Black History Month allows for reflection and remembering mistakes in the past that we would not like to repeat in the future. Black History Month allows for the recall of names of heroes who worked to make Oregon a better place. It is important to remember history so that we do not make the same mistakes in the future. While some might think of the mistakes as putting down white men, if we remember history accurately, we remember white men and women who were both villains and heroes. Every generation has problems to work through.
Problems that this area of the country had to work through were numerous.

Historically, Oregon has always been opposed to slavery. Oregon in the beginning also had a second idea of trying to keep as clear as possible of Black people.

•Example: When I first came to Oregon in the 1940s, the Portland Realty Board rules were still in place. Its code of ethics prohibited agents from selling property to Blacks or Asians in an all-white neighborhood in a time when Oregon was more that 90 percent white. That code was not changed until 1952.

•Example: It was not until November 2002 that voters were asked to change some of the wording of the Oregon Constitution. Until that change, the number of Supreme Court judges was based upon the number of white inhabitants.

•Personal example: I can recall going to Blue Lake Park for a picnic and, after waiting in line, was told we could not go in because the park was for whites only.

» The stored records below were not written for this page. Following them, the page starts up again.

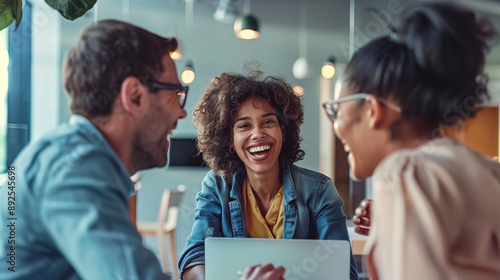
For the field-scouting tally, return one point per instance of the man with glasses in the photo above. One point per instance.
(69, 190)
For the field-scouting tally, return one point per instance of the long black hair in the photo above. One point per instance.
(431, 65)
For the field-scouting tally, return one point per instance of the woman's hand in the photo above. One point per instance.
(362, 217)
(263, 272)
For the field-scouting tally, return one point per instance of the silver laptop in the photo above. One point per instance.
(227, 258)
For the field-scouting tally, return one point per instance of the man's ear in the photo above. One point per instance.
(375, 112)
(132, 95)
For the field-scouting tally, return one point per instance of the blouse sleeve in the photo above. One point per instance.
(406, 232)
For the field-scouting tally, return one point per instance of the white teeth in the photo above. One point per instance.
(259, 149)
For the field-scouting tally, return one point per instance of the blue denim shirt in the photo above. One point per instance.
(71, 212)
(312, 210)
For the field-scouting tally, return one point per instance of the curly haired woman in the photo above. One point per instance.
(248, 132)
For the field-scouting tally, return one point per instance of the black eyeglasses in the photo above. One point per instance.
(181, 90)
(331, 107)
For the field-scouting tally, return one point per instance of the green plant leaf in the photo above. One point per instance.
(71, 9)
(6, 17)
(17, 10)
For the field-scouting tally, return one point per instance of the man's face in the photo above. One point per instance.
(150, 147)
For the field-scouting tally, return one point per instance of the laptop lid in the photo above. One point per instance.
(227, 258)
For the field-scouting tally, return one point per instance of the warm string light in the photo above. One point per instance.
(328, 69)
(188, 75)
(246, 26)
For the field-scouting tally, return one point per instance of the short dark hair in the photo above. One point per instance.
(430, 64)
(215, 112)
(106, 53)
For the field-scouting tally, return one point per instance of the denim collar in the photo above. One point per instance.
(290, 193)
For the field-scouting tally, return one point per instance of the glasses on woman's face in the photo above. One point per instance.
(332, 106)
(180, 90)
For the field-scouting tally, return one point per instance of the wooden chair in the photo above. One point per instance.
(166, 224)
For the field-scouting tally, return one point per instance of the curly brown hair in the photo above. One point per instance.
(215, 111)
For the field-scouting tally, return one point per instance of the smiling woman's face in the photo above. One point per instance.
(351, 127)
(257, 136)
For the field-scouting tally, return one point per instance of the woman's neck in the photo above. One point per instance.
(265, 184)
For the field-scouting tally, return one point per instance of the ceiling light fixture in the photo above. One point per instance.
(301, 69)
(328, 69)
(246, 26)
(188, 75)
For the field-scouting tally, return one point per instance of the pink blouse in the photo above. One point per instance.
(436, 214)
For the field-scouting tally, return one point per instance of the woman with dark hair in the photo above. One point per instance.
(248, 133)
(435, 206)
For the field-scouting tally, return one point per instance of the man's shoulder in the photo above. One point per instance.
(65, 147)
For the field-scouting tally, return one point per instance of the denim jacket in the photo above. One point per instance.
(312, 210)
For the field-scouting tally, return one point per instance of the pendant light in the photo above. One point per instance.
(177, 53)
(301, 68)
(328, 69)
(246, 26)
(188, 75)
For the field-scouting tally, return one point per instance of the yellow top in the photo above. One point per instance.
(257, 226)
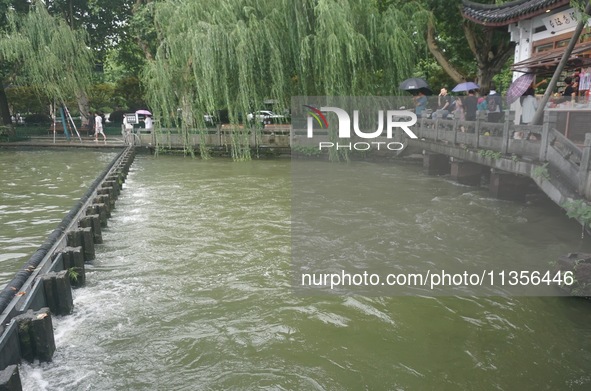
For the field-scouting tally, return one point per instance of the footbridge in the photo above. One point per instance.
(514, 155)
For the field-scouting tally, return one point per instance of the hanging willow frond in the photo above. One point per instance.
(236, 54)
(54, 59)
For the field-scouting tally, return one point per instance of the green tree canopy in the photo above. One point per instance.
(235, 54)
(51, 57)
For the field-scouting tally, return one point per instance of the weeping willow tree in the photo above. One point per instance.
(236, 54)
(51, 58)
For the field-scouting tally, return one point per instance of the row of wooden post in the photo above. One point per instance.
(35, 328)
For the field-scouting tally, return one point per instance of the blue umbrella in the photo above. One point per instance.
(467, 86)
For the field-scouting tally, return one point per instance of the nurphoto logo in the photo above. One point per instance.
(392, 119)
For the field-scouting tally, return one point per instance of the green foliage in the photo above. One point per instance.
(51, 58)
(73, 274)
(579, 210)
(235, 54)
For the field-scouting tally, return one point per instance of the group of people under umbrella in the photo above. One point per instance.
(463, 107)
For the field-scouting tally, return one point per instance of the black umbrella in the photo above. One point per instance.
(415, 84)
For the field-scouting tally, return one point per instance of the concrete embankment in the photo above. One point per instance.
(42, 287)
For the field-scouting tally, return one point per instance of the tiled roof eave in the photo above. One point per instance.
(505, 14)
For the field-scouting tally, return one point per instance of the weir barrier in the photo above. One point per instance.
(42, 288)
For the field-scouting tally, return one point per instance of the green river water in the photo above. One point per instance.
(193, 289)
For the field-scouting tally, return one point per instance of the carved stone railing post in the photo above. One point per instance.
(584, 168)
(506, 136)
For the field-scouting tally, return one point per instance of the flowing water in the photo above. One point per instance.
(37, 189)
(192, 290)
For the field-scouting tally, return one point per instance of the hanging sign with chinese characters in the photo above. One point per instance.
(559, 21)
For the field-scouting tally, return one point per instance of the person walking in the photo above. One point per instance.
(529, 105)
(98, 127)
(443, 105)
(470, 105)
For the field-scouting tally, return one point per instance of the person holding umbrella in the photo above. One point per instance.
(471, 105)
(420, 100)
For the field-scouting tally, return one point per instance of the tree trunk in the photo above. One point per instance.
(84, 108)
(4, 109)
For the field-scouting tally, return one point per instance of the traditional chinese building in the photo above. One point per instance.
(541, 30)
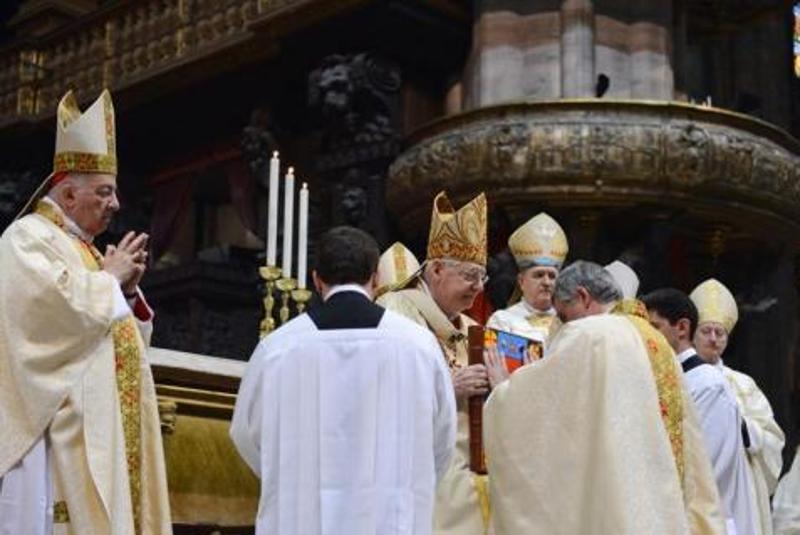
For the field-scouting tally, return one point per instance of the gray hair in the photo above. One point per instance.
(596, 280)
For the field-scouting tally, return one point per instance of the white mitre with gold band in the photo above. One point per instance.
(715, 303)
(458, 235)
(539, 242)
(625, 277)
(395, 266)
(85, 142)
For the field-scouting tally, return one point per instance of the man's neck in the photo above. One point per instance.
(685, 351)
(340, 288)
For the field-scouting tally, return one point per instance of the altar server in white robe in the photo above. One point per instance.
(539, 248)
(347, 413)
(786, 502)
(763, 437)
(675, 315)
(621, 452)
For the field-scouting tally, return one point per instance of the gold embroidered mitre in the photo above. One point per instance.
(715, 303)
(539, 242)
(395, 266)
(85, 142)
(458, 235)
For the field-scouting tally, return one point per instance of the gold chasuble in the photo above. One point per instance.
(577, 442)
(462, 506)
(701, 497)
(72, 374)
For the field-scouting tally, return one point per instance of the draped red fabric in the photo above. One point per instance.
(58, 177)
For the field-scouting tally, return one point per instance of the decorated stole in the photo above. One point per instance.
(665, 372)
(127, 357)
(450, 338)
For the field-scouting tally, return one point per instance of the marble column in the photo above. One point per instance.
(577, 49)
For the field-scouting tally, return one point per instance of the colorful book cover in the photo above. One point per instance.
(513, 347)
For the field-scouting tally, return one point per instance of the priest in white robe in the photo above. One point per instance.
(763, 437)
(347, 412)
(80, 438)
(435, 297)
(621, 451)
(539, 248)
(675, 315)
(786, 502)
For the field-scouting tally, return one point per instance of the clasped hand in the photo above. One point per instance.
(127, 261)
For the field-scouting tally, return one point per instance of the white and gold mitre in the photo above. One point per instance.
(458, 235)
(539, 242)
(395, 266)
(715, 302)
(625, 277)
(85, 142)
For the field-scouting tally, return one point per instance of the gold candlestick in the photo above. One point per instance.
(270, 274)
(285, 285)
(301, 296)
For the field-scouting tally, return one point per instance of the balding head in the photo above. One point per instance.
(90, 200)
(584, 289)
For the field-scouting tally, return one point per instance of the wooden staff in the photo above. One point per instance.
(477, 460)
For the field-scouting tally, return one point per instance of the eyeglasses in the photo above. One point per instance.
(470, 273)
(474, 276)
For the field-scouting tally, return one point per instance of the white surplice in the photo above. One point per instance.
(721, 421)
(766, 441)
(786, 502)
(348, 429)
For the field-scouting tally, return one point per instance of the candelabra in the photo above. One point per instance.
(285, 285)
(301, 296)
(270, 274)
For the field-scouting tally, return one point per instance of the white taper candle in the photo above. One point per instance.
(272, 210)
(288, 221)
(302, 238)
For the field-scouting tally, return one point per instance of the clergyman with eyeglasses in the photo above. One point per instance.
(435, 297)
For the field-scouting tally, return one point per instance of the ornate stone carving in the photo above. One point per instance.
(357, 99)
(168, 415)
(258, 142)
(118, 47)
(355, 95)
(602, 152)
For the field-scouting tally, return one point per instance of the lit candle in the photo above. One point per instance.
(288, 220)
(302, 238)
(272, 210)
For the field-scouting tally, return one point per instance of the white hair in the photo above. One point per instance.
(593, 277)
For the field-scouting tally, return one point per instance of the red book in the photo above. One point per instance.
(514, 348)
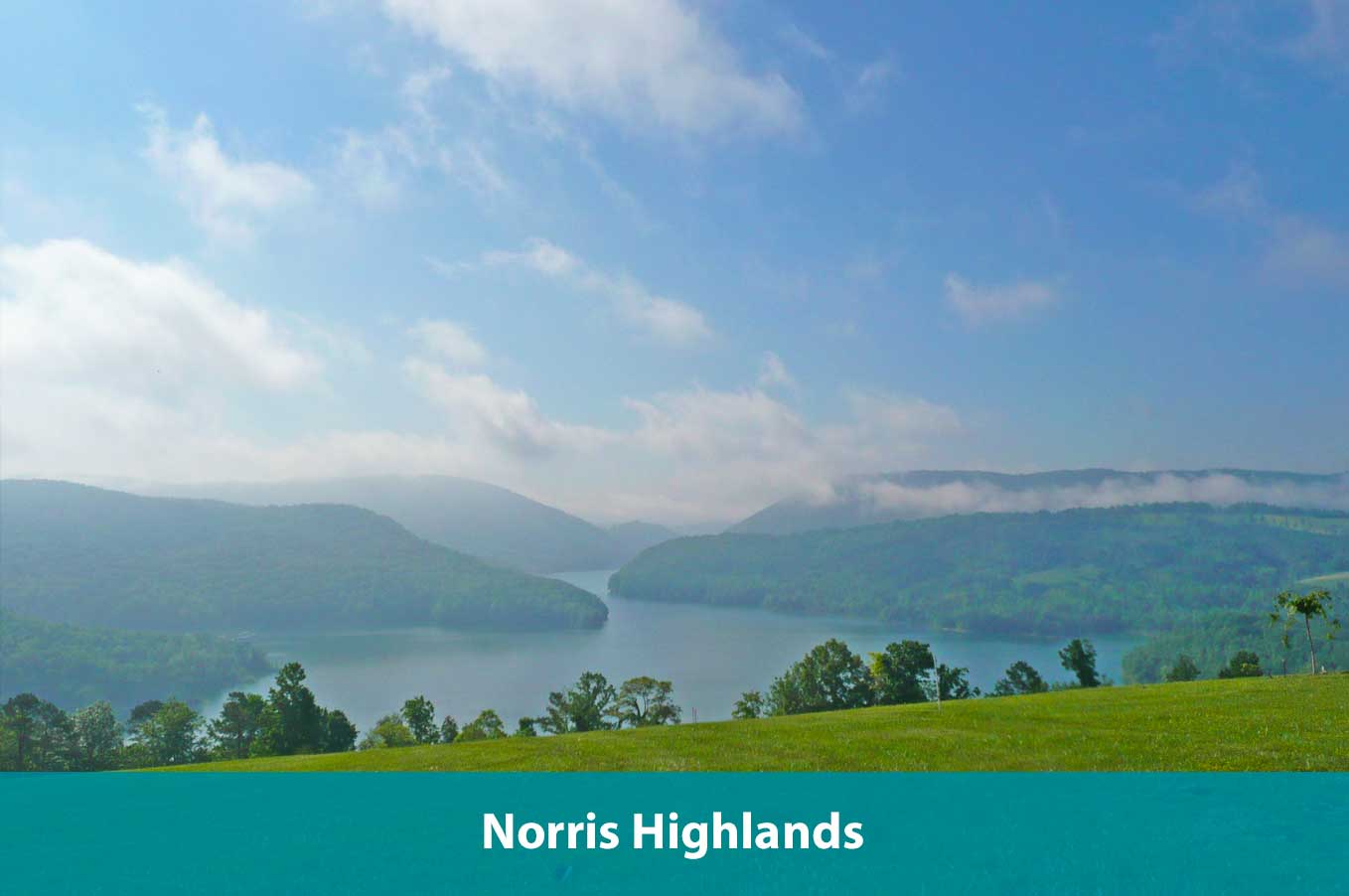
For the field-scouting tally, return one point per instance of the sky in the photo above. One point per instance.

• Legal example: I remember racial restrictive covenants that the U.S. Supreme Court validated, restrictive covenants that prevented property owners from selling to Blacks. Those that violated the contract risked forfeiting their property.

•Personal example: I remember when two police officers dropped dead opossums at an African American-owned restaurant so that the customers would know they were being served by "coons."

•Another personal example: I remember seeing the "We cater to white trade only" signs in Gresham and Portland.

I also remember the heroes, both black and white, who worked to make our state a better place. I remember Mark O. Hatfield and his valiant efforts to change the laws to make Oregon a better place in the early 50s. Without his fine effort, Oregon would be a very different place. I remember meeting Beatrice Morrow Cannady, who helped found the Portland chapter of the NAACP. I recall having Robert Grady Ford as a teacher in school; he was the first Black schoolteacher in Oregon. I remember Henry Kaiser, who was one of the people most responsible for change in race laws in Oregon with Blacks hired at the shipyards that he built in the 1940s and the medical care organization that he helped develop. I remember Portland State University starting as a two-year college and because of the effort of Henry Kaiser and others it now is the largest university in the State of Oregon. I remember a nice lady, Stella Maris, who helped Black people all her life to live better lives without regard to the fact that she was white and the problems she worked to solved was faced by people of other races.

All and all, the beauty of Black History Month is that it is not only about Black people. It is about how a state faced with problems grew and got better. We should remember Oregon's heroes of all races who worked hard for the change so that Oregon would be a better place.

Larry Dawkins is an MHCC speech instructor, a former forensics team coach and a faculty member here since 1972.